State law should also require that contracts be subject to reopening in times of economic distress, he said.
"Combined with automatic increases over long contract terms, not having a right to reopen when conditions change can lead, and has led, to the unsustainable situation we are in."
Besides the contrast in wages, the reports showed that the number of people employed by surveyed private companies dropped by some 111,000, from more than 1 million to 985,000.
That's a 10 percent employment drop in a single year. Yet local governments statewide, employing 105,095 people in 2008, shed only 3,528 jobs, a 3.4 percent decrease.
Even that was almost twice the proportional cutback made by state agencies, who eliminated or left vacant only 570 of the 33,771 positions occupied in 2008, a 1.7 percent decrease.
The federal government was still hiring, though.
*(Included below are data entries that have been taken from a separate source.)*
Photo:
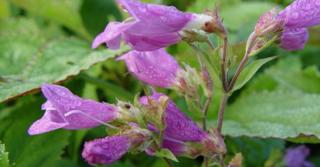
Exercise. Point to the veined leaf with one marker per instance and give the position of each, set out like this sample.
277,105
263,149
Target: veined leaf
64,12
278,114
27,61
4,159
249,72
Federal employment in Nevada grew from 17,256 in 2008 to 17,620 in 2009.
The payroll of private enterprise in Nevada dropped from $46 billion in 2008 to $41 billion in that year, but state, county, and local government payrolls all grew despite the limited layoffs.
Knight Allen, a stock market investor who frequently publishes letters in the Review-Journal, first called the low-profile report to the Review-Journal's attention.
Allen said the new contract negotiations in local government were a step in the right direction, but won't go far enough. "How many will come down to the 20 percent across-the-board cut that is really needed? How many will actually tie the COLAs to the kind of cost-of-living adjustments they give Social Security?"
"The key issue here is the lack of an economic connection between the people and the government," Allen said. "When you can be in the middle of an economic downturn like this, a society where the average wage goes nowhere, at the same time the state wage goes up 5 percent and local almost 10, you have a real problem. It is a crisis in political and social justice. A moral crisis. You cannot have a government so completely disconnected from the people."
Spokesmen for two gubernatorial candidates, and for unions representing local firefighters and police, two of the highest-paid groups of public employees, did not respond to invitations to comment on the findings.
One who did accept the invitation, though, was Amber Lopez-Lasater, chief of staff of SEIU Nevada, a union which represents many employees of local governments in Clark County, as well as Reno and Elko.
"It's unfortunate that public-sector employees have become the punching bag. They are the people who keep the community running, " said Lopez-Lasater. "You didn't ever hear employees from the private sector crying foul during the boom years, and it seems crazy now that we would get in a position where it's a race to the bottom."
Even in prosperous times, she pointed out, Southern Nevada's local governments were known for their lean staffing. "Now the employees are being asked to do more and more with fewer people.
"Don't forget how we got here. Whoever started this recession, it wasn't us."